Девушка посторонилась, пропуская его в квартиру.
– Нино, тут товарищ чаю хочет. Думает, здесь чайхана.
Ну, дела-аа… А она не так проста, эта рыжая.
– Маау, – сказали откуда-то сверху. Надо полагать, ответили за Нину, которая не подавала голоса.
На Данилу смотрели две пары глаз: льдисто-серые и янтарные. Все четыре глаза были искусно подведены чёрным.
– А вы зачем кошке глаза накрасили?
В ответ возмущённо фыркнули, Данила не разобрал, кто из них. Откуда-то появилась Нина, в милом домашнем халатике, не закрывающем голых коленок. У Данилы перехватило дыхание.

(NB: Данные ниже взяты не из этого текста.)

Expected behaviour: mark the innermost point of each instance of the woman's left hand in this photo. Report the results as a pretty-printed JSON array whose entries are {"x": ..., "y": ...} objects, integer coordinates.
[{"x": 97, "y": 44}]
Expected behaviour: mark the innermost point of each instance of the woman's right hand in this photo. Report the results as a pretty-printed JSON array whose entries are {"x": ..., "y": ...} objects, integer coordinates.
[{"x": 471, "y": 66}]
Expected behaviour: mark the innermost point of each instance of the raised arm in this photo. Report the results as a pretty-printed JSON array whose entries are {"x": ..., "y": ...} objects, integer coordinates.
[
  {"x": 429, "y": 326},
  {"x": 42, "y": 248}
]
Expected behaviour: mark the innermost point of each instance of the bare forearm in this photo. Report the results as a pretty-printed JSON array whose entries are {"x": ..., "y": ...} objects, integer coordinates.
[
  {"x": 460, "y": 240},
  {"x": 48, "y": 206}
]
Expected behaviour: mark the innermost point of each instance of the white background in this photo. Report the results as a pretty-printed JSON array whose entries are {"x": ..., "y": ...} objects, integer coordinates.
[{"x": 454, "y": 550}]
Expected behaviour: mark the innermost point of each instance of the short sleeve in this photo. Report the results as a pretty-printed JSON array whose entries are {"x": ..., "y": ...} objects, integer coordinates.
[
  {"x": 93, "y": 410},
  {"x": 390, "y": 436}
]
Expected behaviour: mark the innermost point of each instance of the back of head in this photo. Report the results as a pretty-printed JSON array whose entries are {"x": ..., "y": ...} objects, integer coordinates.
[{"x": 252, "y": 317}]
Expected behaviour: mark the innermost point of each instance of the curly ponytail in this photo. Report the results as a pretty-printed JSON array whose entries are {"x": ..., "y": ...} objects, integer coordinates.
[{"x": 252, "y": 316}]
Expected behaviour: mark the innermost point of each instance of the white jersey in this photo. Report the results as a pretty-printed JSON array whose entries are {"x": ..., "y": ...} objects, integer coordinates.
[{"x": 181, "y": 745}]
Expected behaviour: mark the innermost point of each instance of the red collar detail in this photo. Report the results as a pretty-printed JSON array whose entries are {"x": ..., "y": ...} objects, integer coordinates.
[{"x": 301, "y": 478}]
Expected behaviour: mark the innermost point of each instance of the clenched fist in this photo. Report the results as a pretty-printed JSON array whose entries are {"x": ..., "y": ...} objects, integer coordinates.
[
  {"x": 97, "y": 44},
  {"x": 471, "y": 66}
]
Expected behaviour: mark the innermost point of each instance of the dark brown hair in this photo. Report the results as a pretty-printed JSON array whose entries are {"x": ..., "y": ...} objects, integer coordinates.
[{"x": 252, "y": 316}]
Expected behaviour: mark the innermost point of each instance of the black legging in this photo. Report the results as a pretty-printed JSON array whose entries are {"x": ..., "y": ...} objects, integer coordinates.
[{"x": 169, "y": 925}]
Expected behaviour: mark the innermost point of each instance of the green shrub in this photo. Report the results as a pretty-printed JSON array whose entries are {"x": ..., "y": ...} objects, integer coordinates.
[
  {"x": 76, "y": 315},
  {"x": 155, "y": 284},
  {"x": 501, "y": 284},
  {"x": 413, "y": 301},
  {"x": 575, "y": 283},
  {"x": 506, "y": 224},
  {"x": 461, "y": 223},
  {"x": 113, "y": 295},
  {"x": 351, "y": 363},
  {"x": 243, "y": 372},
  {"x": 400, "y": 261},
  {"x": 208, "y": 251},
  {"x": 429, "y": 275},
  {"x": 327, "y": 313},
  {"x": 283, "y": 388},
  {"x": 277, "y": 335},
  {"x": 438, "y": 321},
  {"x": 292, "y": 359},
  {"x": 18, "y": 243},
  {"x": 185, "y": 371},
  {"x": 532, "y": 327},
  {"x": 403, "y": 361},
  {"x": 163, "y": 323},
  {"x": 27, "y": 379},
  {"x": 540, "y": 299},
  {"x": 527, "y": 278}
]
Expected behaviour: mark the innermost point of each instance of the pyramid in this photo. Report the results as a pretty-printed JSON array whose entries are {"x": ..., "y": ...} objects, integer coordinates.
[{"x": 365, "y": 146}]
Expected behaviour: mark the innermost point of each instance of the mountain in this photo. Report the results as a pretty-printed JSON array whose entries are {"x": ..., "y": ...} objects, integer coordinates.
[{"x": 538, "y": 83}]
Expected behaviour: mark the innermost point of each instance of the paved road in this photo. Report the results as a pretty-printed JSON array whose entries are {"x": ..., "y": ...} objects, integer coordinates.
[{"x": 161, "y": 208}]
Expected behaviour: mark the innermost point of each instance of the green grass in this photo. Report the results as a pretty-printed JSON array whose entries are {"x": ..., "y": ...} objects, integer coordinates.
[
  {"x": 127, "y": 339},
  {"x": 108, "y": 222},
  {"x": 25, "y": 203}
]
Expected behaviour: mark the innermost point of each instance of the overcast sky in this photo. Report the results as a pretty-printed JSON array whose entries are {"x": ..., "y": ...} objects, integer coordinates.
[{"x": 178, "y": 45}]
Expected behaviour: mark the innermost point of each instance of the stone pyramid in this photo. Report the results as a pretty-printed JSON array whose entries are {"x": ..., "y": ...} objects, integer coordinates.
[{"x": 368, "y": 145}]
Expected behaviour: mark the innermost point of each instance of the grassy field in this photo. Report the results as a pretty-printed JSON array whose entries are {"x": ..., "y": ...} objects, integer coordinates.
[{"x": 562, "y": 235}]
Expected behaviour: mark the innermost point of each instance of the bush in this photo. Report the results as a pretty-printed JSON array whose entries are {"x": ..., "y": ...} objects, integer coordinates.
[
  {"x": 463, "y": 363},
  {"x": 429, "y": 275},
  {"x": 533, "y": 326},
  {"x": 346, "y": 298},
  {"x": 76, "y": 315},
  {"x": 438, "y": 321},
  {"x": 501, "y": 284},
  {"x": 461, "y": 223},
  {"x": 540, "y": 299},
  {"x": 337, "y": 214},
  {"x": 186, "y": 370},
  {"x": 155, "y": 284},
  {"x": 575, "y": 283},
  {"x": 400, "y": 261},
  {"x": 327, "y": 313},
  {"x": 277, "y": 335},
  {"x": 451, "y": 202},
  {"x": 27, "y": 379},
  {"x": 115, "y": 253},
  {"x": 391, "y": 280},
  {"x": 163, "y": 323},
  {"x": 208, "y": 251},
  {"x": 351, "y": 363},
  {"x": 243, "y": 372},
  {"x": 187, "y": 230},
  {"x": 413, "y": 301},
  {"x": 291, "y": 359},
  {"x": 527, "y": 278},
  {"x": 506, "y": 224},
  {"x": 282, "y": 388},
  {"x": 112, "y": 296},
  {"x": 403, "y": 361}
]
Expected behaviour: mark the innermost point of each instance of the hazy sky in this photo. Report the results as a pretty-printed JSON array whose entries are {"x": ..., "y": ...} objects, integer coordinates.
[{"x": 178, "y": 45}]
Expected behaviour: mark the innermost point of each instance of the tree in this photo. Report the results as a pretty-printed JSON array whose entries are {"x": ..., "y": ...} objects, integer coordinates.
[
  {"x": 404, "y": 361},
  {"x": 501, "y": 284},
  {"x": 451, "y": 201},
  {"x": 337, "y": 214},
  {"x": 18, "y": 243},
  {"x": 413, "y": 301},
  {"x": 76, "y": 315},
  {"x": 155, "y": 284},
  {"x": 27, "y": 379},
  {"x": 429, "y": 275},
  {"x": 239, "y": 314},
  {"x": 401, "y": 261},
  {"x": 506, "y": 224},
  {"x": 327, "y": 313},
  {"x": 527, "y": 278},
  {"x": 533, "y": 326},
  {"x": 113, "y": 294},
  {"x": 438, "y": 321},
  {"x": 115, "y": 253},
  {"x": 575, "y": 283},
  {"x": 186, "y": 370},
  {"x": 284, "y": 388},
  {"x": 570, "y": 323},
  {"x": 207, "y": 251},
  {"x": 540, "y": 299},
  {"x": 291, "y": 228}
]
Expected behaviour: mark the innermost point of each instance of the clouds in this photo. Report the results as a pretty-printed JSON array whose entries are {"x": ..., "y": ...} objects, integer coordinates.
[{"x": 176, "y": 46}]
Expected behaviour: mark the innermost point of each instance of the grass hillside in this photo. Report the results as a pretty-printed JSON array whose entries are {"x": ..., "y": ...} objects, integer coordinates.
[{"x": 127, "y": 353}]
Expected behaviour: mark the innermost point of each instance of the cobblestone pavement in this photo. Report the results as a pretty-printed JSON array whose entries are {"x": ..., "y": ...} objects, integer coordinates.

– Ой, я забыла совсем. Я сейчас, оденусь только. Софико, это Данила он у меня кредит оформлял. Данила, это Софико, моя… сестра.
– Поедем втроём?
– Нет, вы езжайте, а я останусь дома. Мне не очень хорошо.
– Болеете?
– Нет, не болею. Я поправилась… почти. Нина меня вылечила. Она умеет лечить. – улыбнулась девушка, и у Данилы опять перехватило дыхание. Жаль, что нельзя иметь двух жён, он бы женился на обеих. А теперь одну придётся уступить.
– Держите, – Данила впихнул ей в руки коробку с тортом. – Это чтобы вам скучно не было. В морозилку поставьте, это торт-мороженое. Вечером вдвоём его съедите.
– Втроём. Эби тоже любит мороженое, – Нина погладила кошку по рыже-коричневой шубке.
Софико смотрела в окно, и ей было необыкновенно хорошо. «Лексус» цвета взбитых сливок увозил её названную сестру, надо думать, с женихом. Вечером обещал привезти обратно. Вечером у них будет торт… Она не помнила, когда последний раз ела торт. Года три назад, кажется. Эби требовательно муркнула и потёрлась о коробку. Зачем ждать? Они с Эби съедят по кусочку, только сначала мороженое должно растаять: Эби не любит холодного, а у Софико ещё не прошло больное горло.
* * *
С предложением Данила медлить не стал, характер у избранницы не ах, и надо пользоваться моментом. Неизвестно, что она скажет завтра, а сегодня «момент настал, прими «гастал». Кажется, он так и сказал. И ещё что-то говорил, стараясь, чтобы после «гастала» предложение звучало убедительно (не удержался от хохмы, он же врач всё-таки). Нина не удивилась, молча кивнула и отвернулась к окну.
– Так я не понял, ты согласилась или нет? Хмуришься, и брови свела. – Данила провёл пальцем по её бровям, длинным и мягким, как шёлк. Чёрт! Держись, мужик, возьми себя в руки и держись. – Думаешь о чём-то неприятном?
– Думаю, как там Софико. Она очень сильно простудилась. Ты когда звонил, у неё температура сорок градусов была. Хорошо, что у меня три выходных, а то пришлось бы брать дни в счёт отпуска.
– Что ж не сказала? Я же вра… я бы врача привёз. А я всё понять не мог, за что ты меня так приложила.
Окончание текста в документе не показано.